Question

Picture a cart with an inclined top surface (see diagram). Assume \[\theta ={{30}^{0}}\]. At what rate must the cart accelerate to the slide to keep a frictionless block on it from sliding off (in \[m{{s}^{-2}}\])?

A) 4.9
B) 5.7
C) 8.5
D) 17.0

Answer 1

Hint: We need to understand the relation of the acceleration that will be acting on the cart which can keep a box without sliding down the frictionless contact between the cart and the block. We can relate the gravitational force and the external force.
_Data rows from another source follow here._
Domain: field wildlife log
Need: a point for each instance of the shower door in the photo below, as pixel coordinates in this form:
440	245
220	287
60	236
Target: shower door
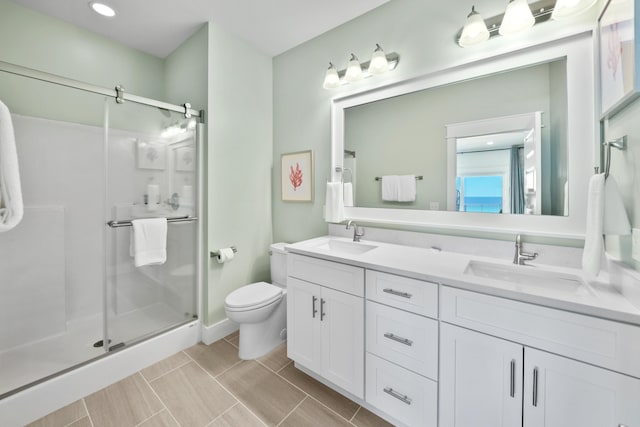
151	173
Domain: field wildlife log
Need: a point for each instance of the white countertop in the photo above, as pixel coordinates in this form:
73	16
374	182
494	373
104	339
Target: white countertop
448	268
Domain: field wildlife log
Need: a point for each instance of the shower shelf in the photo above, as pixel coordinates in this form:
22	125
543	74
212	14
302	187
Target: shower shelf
127	223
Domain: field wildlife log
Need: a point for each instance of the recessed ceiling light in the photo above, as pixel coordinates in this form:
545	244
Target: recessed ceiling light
102	9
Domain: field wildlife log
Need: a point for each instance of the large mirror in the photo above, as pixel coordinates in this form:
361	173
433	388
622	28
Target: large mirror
512	137
456	140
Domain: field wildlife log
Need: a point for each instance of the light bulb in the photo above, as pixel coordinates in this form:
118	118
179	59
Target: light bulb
379	63
517	18
331	78
475	30
354	70
102	9
566	8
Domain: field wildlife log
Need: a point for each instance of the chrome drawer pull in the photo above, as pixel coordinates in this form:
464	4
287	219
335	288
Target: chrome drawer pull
405	341
535	387
397	293
313	306
402	397
513	378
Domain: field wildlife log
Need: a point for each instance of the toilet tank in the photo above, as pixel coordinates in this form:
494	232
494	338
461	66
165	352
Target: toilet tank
278	264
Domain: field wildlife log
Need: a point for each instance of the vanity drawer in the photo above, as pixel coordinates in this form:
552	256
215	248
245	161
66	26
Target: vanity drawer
341	277
600	342
416	296
406	339
404	395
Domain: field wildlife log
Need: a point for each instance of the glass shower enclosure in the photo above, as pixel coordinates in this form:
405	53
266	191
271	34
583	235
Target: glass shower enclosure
89	165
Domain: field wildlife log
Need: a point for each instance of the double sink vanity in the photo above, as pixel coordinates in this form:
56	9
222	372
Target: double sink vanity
425	337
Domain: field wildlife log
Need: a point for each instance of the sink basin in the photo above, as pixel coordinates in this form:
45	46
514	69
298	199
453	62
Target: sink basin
530	277
345	247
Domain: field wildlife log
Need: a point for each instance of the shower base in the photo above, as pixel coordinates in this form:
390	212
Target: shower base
24	365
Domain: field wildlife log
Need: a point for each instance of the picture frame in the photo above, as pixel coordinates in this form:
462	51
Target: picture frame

Complete step-by-step solution
We are given a situation in which a cart with an inclined top surface is accelerating in a direction with a box kept on the inclined plane. The contact between the box and the cart is such that there exists no friction between the two surfaces. So, we can understand that for the box not to be sliding down the plane, there should be acceleration along the horizontal.
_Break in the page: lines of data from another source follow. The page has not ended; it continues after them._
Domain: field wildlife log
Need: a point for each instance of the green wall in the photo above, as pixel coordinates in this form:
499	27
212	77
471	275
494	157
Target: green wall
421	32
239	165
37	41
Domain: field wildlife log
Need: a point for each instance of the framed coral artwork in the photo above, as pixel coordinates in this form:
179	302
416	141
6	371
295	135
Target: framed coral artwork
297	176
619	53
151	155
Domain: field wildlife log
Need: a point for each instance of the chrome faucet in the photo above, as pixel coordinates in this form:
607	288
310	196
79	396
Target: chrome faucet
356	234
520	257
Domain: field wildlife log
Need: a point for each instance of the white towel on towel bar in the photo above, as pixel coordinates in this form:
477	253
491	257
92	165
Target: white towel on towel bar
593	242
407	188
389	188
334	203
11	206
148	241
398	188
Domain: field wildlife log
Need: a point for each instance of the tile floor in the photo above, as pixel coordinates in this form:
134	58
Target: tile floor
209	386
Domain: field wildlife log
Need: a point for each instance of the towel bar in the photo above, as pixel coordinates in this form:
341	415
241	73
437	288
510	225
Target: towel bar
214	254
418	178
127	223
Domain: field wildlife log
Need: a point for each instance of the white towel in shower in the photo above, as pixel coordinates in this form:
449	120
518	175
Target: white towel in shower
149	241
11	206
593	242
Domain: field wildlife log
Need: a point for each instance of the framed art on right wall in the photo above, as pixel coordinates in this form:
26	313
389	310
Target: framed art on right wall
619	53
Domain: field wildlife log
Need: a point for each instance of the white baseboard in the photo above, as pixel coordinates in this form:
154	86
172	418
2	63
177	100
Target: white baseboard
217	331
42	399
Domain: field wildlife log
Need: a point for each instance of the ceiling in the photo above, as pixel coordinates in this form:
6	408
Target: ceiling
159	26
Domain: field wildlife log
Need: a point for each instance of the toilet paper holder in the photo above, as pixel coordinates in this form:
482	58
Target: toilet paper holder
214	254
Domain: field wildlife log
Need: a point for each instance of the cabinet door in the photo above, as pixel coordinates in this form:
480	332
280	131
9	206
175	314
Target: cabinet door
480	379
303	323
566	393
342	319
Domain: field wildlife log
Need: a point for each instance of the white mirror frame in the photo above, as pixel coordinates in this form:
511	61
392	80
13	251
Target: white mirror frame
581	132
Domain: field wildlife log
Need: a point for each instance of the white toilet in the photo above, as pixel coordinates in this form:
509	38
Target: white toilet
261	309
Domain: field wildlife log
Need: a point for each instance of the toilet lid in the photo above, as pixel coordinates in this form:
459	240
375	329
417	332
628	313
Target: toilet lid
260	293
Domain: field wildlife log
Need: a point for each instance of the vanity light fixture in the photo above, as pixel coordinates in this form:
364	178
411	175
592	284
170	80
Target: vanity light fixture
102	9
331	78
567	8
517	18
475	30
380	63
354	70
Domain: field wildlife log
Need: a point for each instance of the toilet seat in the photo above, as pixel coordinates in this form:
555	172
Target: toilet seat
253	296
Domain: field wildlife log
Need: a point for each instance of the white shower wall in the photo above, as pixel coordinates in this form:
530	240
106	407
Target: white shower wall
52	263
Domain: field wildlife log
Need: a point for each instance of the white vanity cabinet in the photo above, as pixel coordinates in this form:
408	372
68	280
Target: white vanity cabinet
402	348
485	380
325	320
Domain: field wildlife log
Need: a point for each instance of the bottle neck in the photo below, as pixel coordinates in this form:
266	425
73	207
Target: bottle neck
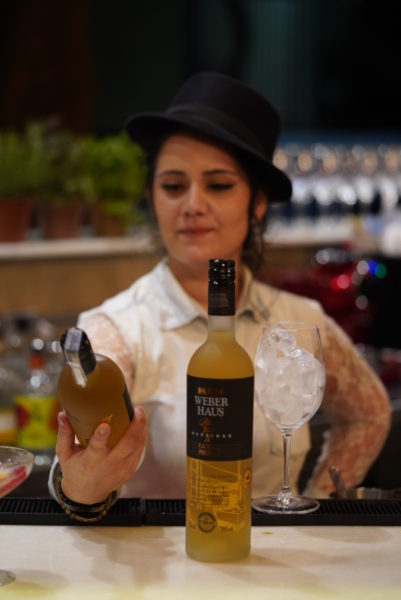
221	323
221	308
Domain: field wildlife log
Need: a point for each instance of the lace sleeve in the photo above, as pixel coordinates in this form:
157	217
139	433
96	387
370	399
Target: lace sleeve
106	339
359	410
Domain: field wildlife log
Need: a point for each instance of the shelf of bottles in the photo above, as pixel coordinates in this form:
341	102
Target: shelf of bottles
341	193
30	362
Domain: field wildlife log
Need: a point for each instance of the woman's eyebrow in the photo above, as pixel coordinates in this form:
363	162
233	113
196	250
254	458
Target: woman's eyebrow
170	172
221	171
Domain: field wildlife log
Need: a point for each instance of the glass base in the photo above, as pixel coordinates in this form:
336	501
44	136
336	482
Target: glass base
6	577
285	504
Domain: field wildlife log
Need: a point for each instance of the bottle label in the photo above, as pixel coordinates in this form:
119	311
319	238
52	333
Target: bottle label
37	421
219	418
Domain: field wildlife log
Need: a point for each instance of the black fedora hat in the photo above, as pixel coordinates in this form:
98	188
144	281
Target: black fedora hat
227	110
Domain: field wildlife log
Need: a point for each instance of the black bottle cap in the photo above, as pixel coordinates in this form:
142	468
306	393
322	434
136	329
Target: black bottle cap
222	271
221	295
76	345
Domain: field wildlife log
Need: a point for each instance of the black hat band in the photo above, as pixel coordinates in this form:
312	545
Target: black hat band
229	124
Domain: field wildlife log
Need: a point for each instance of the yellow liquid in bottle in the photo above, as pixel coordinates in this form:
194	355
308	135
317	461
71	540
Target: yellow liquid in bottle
218	499
102	399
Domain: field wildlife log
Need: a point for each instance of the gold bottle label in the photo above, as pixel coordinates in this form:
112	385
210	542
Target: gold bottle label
219	418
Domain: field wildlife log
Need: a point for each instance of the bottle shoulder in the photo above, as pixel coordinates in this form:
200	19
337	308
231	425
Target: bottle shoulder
221	356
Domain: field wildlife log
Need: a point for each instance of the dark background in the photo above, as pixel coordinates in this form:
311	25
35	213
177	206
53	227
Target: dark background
327	66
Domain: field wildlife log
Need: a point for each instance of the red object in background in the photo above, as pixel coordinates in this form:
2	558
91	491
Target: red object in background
332	279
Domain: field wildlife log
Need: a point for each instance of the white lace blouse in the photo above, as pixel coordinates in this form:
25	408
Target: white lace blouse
151	330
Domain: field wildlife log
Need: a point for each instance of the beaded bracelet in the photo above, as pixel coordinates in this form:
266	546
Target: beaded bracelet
77	511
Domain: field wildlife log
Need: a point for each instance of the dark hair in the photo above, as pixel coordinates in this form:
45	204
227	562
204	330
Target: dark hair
253	250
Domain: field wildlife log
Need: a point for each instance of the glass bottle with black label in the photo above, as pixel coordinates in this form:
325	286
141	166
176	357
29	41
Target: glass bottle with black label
92	390
37	407
219	432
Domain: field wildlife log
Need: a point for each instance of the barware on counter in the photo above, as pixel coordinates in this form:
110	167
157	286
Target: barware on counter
290	378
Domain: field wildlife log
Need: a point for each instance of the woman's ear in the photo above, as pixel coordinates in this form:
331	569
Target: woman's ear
260	205
149	200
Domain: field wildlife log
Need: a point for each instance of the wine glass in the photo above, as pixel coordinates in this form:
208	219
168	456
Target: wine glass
15	466
289	383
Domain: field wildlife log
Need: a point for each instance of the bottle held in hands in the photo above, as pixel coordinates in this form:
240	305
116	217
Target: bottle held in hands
92	390
219	432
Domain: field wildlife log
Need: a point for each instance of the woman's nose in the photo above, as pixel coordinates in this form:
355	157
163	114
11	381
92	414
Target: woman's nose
194	202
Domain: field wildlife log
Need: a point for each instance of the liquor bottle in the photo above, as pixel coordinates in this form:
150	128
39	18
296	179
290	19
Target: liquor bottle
92	390
219	431
9	383
37	407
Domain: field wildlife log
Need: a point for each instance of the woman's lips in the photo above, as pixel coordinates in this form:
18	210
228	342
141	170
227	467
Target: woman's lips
195	232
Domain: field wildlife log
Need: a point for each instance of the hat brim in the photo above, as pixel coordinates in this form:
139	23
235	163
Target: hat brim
145	128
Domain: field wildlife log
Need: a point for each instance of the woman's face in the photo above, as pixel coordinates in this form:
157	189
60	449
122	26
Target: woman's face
201	199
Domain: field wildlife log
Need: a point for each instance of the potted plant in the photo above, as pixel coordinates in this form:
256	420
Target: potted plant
117	169
67	187
22	172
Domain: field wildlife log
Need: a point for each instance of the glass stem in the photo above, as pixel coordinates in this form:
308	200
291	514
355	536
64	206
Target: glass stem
287	437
We know that for a body undergoing acceleration, a force will be acting on it. Also, the gravitational force acts along the vertical direction of the system. We can resolve the components of both the forces and equate the horizontal components to get the required acceleration.
i.e.,
\[\begin{align}
  & {{F}_{g}}\sin \theta ={{F}_{e}}\cos \theta \\
 & \Rightarrow mg\sin \theta =ma\cos \theta \\
 & \Rightarrow g\sin {{30}^{0}}=a\cos {{30}^{0}} \\
 & \Rightarrow (9.8)\dfrac{1}{2}=a(\dfrac{\sqrt{3}}{2}) \\
 & \therefore a=5.66m{{s}^{-2}} \\
\end{align}\]
The acceleration produced by the cart so that the box placed on its inclined plane will be at rest without sliding is at 5.7 \[m{{s}^{-2}}\].
This is the required solution.
The correct answer is option B.

Note: The external force acting on the body is completely balancing the box on the inclined surface. In practical situations, the frictional force between the cart and the box is necessary to keep the box from sliding depending on the angle of inclination.